CLS had adopted the national education syllabus back in the 1980s and since then the sisters had no role in running the school, leaving the administration of the school under the purview of the Education Ministry.

Currently, the IJ Sisters still own the lands and premises of a total 55 mission schools nationwide but CLS is the first school that they have taken back to convert it into a private international school.

“CLS is our maiden project, we will see how it goes,” she said when asked if there are other schools that the IJ Sisters planned to take back and convert into private international schools.

She said out of the 55 mission schools under the IJ Sisters, a few others had also suffered declining enrolment of students.

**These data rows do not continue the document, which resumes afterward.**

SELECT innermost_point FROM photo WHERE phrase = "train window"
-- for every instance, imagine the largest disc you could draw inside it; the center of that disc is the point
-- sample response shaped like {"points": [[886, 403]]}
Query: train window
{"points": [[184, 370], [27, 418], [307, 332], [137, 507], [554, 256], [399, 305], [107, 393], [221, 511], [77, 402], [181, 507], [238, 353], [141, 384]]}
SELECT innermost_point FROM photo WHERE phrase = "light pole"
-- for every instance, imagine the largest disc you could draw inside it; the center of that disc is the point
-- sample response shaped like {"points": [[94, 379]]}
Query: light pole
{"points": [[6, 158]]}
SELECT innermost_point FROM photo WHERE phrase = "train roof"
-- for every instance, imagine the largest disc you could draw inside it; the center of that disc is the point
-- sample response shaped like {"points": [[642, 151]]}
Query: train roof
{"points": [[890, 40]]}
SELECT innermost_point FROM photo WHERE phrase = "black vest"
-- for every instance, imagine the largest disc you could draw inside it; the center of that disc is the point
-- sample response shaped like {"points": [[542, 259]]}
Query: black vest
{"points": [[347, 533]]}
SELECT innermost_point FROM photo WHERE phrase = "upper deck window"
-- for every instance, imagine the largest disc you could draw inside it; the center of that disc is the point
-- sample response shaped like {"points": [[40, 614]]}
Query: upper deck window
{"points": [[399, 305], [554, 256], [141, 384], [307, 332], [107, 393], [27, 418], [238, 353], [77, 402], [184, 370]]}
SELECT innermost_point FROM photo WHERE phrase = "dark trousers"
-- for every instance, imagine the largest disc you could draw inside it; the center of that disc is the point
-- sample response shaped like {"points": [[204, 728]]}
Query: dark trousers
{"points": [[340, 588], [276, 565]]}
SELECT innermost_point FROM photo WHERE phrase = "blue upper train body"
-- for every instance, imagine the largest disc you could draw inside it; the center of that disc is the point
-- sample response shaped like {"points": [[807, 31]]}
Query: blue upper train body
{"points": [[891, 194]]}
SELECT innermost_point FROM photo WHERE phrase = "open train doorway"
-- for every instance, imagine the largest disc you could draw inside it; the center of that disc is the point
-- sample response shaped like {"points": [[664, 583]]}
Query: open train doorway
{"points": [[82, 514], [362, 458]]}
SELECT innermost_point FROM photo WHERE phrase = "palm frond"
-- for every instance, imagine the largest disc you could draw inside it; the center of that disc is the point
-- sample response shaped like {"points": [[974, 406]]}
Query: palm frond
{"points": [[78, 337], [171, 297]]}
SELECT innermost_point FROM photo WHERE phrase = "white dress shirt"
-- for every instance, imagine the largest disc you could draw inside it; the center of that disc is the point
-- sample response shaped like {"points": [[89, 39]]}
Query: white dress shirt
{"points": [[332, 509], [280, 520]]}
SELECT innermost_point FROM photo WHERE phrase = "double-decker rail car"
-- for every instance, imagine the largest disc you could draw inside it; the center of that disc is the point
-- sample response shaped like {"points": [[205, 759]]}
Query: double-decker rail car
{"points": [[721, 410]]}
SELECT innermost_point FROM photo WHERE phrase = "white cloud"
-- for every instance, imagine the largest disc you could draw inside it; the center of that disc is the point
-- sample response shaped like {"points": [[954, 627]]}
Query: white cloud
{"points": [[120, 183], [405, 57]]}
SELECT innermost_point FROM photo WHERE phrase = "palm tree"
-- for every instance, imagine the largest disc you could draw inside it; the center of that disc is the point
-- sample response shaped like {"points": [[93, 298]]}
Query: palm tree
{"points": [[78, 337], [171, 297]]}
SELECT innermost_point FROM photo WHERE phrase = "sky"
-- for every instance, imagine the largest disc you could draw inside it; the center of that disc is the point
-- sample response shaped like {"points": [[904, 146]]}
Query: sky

“It all depends on locality, demographics and geography,” she said, adding that the convent in Brickfields also saw a decline in enrolment while another school, Convent Bukit Nanas, remained highly popular.

The target opening date for the new private international school is slated for January next year, pending official approval from the Education Ministry, she said.

Yesterday, the IJ Sisters issued a statement announcing its collaboration with ACE Edventure to set up the private international school.

The new school will be a co-ed school and will initially offer Year 1 to Year 10 classes leading to the International General Certificate of Secondary Education (IGCSE) with an entrepreneurial component.

They said the decision to take back the CLS premises from the Education Ministry was due to a continuous decline in student enrolment over the last decade and escalating costs to maintain the heritage school buildings.

The Education Ministry approved the return of the premises to IJ Sisters in 2018 and the school stopped enrolling students for its primary and secondary school in 2017.

The last batch of secondary school students will finish in 2023, while their primary counterparts will finish in 2024.